Auch danke ich hier meinem Betreuer, Herrn Erich Hackl, der sich die Mühe nahm, neben anderen Arbeiten auch meine auf das Genaueste zu durchforsten und der mir mit seiner hilfreichen Betreuung wertvolle Hinweise gab.
Begriffsbestimmung - ein Versuch 10
2 Begriffsbestimmung - ein Versuch
„Erlebnispädagogik“ ist eine Wortgruppe, die zwar allgemein bekannt, aber dennoch allgemein unbekannt sein dürfte. Nicht einmal in der Fachwelt gibt es Einigkeit über die Begriffsbestimmung, geschweige denn über Methoden und/oder Ziele. Gleichfalls ist unbestritten, dass der Begriff „Erlebnispädagogik“ gesellschaftsfähig geworden ist und als pädagogische Maßnahme häufig missbraucht wird. Als Beispiel sei erwähnt, dass sich sehr oft hinter einem erlebnispädagogischen Angebot etwa ein ganz „normaler“ Kletterkurs oder „nur“ ein Schulausflug mit Jausenszeit im Wald verbirgt. 2
Das Wort Erlebnispädagogik besteht aus zwei unabhängigen Begriffen. Zum einen aus dem Erlebnis, zum anderen aus der Pädagogik. Das Erlebnis belehrt den Menschen und verbündet sich mit dem effektivsten Pädagogen: dem Leben selbst.
2.1 Das Erlebnis
Das Erlebnis, ein Begriff der psychologischen Fachsprache, wird als innerer, geistiger Vorgang angesehen, welcher Reize von äußerem Einfluss zu einem subjektiven Eindruck verarbeitet. Dabei wird der gewonnene Eindruck mit Hilfe der Sprache als Erlebnis geschildert.

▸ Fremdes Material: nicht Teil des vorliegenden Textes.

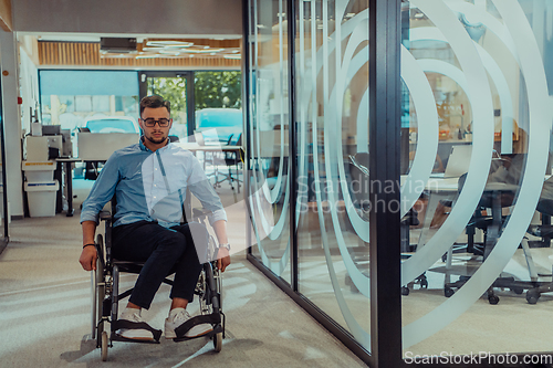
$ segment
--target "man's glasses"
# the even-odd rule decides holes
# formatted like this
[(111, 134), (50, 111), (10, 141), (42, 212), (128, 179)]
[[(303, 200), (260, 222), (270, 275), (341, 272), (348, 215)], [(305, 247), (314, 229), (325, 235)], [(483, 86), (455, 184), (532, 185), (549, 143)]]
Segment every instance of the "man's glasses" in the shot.
[(143, 119), (143, 122), (144, 122), (144, 125), (147, 126), (148, 128), (155, 127), (156, 123), (159, 124), (159, 127), (169, 126), (169, 119), (166, 119), (166, 118), (160, 118), (160, 119), (156, 120), (155, 118), (149, 117), (147, 119)]

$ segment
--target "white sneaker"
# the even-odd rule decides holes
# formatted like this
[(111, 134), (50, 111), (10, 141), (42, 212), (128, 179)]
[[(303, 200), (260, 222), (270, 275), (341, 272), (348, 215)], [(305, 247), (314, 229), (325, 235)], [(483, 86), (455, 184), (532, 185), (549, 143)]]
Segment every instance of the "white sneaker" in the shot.
[[(177, 334), (175, 333), (175, 328), (179, 327), (190, 318), (190, 315), (185, 308), (171, 309), (169, 317), (165, 319), (165, 338), (176, 338)], [(185, 337), (198, 337), (212, 330), (213, 327), (210, 324), (200, 324), (190, 328), (185, 334)]]
[[(129, 322), (144, 322), (140, 317), (142, 309), (135, 308), (125, 308), (122, 312), (119, 319), (129, 320)], [(136, 340), (152, 340), (154, 338), (152, 332), (147, 329), (127, 329), (121, 328), (115, 332), (115, 334), (123, 336), (125, 338), (132, 338)]]

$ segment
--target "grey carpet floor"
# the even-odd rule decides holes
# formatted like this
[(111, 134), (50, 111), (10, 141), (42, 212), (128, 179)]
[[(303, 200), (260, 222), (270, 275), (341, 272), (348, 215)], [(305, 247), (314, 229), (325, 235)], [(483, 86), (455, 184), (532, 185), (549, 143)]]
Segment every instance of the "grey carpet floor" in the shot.
[[(0, 254), (1, 367), (366, 366), (243, 254), (233, 255), (225, 273), (227, 338), (221, 353), (215, 353), (206, 338), (159, 345), (115, 341), (108, 361), (102, 362), (91, 340), (91, 277), (77, 262), (79, 201), (75, 208), (73, 218), (11, 222), (11, 241)], [(122, 277), (122, 285), (132, 285), (133, 277)], [(168, 294), (169, 287), (161, 286), (145, 312), (157, 328), (168, 311)]]

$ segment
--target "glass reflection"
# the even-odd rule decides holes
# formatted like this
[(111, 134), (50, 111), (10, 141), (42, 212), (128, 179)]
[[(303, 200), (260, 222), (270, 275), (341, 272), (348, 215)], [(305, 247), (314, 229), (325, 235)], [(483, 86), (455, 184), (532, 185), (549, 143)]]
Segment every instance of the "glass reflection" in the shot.
[(401, 200), (417, 213), (404, 222), (406, 357), (551, 349), (507, 337), (528, 320), (546, 324), (529, 304), (552, 298), (551, 10), (404, 4)]

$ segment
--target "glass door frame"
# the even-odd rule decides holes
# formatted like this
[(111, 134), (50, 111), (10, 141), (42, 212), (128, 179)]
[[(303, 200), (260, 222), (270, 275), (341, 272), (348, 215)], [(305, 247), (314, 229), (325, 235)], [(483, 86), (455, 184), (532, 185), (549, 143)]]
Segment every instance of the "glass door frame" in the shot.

Parallel zur äußeren Erlebniswelt 3 , die uns reizt und stimuliert, lässt sich aber auch eine innere Erlebniswelt ausmachen. Das ist jene mit der wir fühlen, fantasieren und träumen. Der Zusammenhang zwischen innerer und äußerer Erlebniswelt wurde schon von den Urvätern der Tiefenpsychologie, Sigmund Freud, C. G. Jung und Alfred Adler erkannt. 4
2 Vgl. Pkt. 5.2
3 Begriffe wie Erlebnisreisen, Erlebnisgastronomie, Erlebnispark, Erlebniskaufhaus u.ä. zeugen von einem Aufschwung der Erlebnisorientierung. Der Erlebniswert wird wichtiger als der Gebrauchswert, wobei festzustellen ist, dass man Erlebnisse ja nicht kaufen kann, sondern nur die Möglichkeit zum Erlebnis. 4 Vgl. Heckmair/Michl 2002, Seite 89
Begriffsbestimmung - ein Versuch 11
Die früheste bekannte Definition aus einem Lexikon des W. Traugott Krug, erschienen 1838, lautet: „Erlebnis heißt alles, was man selbst erlebt (empfunden, geschaut, gedacht, gewollt, getan oder gelassen) hat. Solche Erlebnisse sind also die Grundlage der eigenen Erfahrung, wenn man dadurch richtige Ergebnisse zu ziehen versteht.“ 5 Dabei ergibt sich ein ernstes Problem der Erlebnispädagogik, insofern, dass man die Frage stellen muss, wer eigentlich (selbst) in der Lage ist zu bestimmen, was richtige Ergebnisse seien. Dabei hilft der Gedanke der Reflexion und des Transfers weiter. 6
2.2 Die Pädagogik
Die Pädagogik 7 ist die Wissenschaft von der Erziehung und erforscht deren Grundlagen. Sie gibt das Ziel, Anleitung und Regeln vor und hinterfragt Normen für das erzieherische Handeln sowie Methoden der Erziehung. Sie untersucht Begabung, Lernen und organisierte Formen der Erziehung. Zu den bedeutenden Strömungen der Pädagogik zählt die geisteswissenschaftliche; sie versucht, Erziehung vor dem Hintergrund von Geschichte, Kultur und Gesellschaft zu beschreiben und zu verstehen.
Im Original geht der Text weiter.